Wednesday, August 24, 2011

A Kind Word = Beautiful Home


     The vibes around our home are all wrong.  One snapping, then the other, it seems no one can do a thing right.  I shake my head in wonder.  Why are they acting this way?  I can’t understand it, they were so happy yesterday when my day was going well and I woke up happy.  Then it hit me.  I didn’t wake up so happy today.  I woke up snapping and impatient.  My first words were criticism and discontent at what I found when I walked into the kitchen and a mess looked me in the eye and seemingly said, “Good morning, so glad you joined me.”
     I thought about all of the parenting books I’ve read and what my common sense tells me.  Of course, their mood will feed off of mine.  Aren’t we the same way as adults?  Our moods also feed off of others; seems we are on an endless chain of emotional roller coasters.  Does it have to be that way?  Of course not!  So how do I break this cycle?  Time to dive into God’s word again and find out what advice my Father has for me today.

     I read the most wonderful Proverb today in my Message version. 

Congenial conversation—what a pleasure!  The right word at the right time – beautiful! 

     I read many other verses about attitude and getting along with people and they all helped me very much.  But this one, really spoke to me.  It said to me, “The right word at the right time can make life beautiful.”  It can change everything from being ugly to being a sight to behold.  I have the power with a single word to change the entire atmosphere in this home.  I have to stop, sometimes count to ten, pray for sure, and say the right words.  I’m pretty good with words when I want to be so I can do this.


     If I ever think I can’t I must remember Moses. 

But Moses pleaded with the Lord, “O Lord, I’m not very good with words. I never have been, and I’m not now, even though you have spoken to me. I get tongue-tied, and my words get tangled.”

Then the Lord asked Moses, “Who makes a person’s mouth? Who decides whether people speak or do not speak, hear or do not hear, see or do not see? Is it not I, the Lord?  Now go! I will be with you as you speak, and I will instruct you in what to say.”

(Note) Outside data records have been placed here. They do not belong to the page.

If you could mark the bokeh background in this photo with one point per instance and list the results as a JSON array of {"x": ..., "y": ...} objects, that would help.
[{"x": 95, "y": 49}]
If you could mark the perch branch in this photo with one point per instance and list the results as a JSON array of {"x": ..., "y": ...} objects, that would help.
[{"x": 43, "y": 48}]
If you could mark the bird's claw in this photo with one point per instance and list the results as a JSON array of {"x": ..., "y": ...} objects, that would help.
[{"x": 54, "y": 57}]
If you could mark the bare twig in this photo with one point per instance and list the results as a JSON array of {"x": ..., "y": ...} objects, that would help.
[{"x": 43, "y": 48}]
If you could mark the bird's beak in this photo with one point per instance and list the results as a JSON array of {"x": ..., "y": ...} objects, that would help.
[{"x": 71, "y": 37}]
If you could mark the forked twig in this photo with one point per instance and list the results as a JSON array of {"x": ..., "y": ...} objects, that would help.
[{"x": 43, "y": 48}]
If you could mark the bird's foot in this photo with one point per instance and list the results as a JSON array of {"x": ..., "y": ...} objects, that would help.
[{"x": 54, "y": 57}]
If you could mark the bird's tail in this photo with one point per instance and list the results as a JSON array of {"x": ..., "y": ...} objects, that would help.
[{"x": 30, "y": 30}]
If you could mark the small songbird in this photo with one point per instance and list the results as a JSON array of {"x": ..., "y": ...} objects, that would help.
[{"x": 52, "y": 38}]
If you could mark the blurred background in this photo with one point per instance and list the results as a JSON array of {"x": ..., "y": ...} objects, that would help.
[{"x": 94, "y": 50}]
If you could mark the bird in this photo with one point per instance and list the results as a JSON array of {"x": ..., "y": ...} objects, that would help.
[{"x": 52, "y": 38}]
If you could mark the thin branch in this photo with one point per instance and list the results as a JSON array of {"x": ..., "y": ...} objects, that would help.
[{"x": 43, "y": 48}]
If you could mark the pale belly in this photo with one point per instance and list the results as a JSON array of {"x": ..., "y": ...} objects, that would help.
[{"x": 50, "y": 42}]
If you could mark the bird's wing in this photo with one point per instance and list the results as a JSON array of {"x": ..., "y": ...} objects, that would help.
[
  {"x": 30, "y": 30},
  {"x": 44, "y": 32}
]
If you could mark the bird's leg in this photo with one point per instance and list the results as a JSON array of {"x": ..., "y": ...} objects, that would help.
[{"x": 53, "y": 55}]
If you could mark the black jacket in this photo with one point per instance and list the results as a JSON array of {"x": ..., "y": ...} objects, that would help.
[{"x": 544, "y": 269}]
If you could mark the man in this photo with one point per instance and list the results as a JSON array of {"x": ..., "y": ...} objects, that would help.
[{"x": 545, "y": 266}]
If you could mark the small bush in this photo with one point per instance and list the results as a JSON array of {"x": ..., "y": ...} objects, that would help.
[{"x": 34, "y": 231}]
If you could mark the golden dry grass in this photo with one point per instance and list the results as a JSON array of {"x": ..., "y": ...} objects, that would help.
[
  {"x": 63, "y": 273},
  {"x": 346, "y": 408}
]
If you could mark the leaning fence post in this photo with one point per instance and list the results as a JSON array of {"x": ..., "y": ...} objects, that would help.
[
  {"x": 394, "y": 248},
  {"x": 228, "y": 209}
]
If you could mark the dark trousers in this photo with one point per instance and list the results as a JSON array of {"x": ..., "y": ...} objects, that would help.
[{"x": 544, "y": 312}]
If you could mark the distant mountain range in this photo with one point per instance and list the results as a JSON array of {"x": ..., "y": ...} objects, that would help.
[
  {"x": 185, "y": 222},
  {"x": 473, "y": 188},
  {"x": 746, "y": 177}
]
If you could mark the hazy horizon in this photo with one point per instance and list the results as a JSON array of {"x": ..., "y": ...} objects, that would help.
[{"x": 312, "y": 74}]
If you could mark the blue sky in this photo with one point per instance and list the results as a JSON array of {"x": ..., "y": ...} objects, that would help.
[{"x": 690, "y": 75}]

     My attitude has to be one of willingness.  I need to be the peacemaker.  If I want peace in my home I can’t wait for everyone else to act like I want them to before I will be at peace.  No, I have to do my part even if no one else is doing theirs.  I could have paid better attention to the timing of my words, like the verse says.  The mess could have been addressed in a kind manner after a “good morning”, in other words.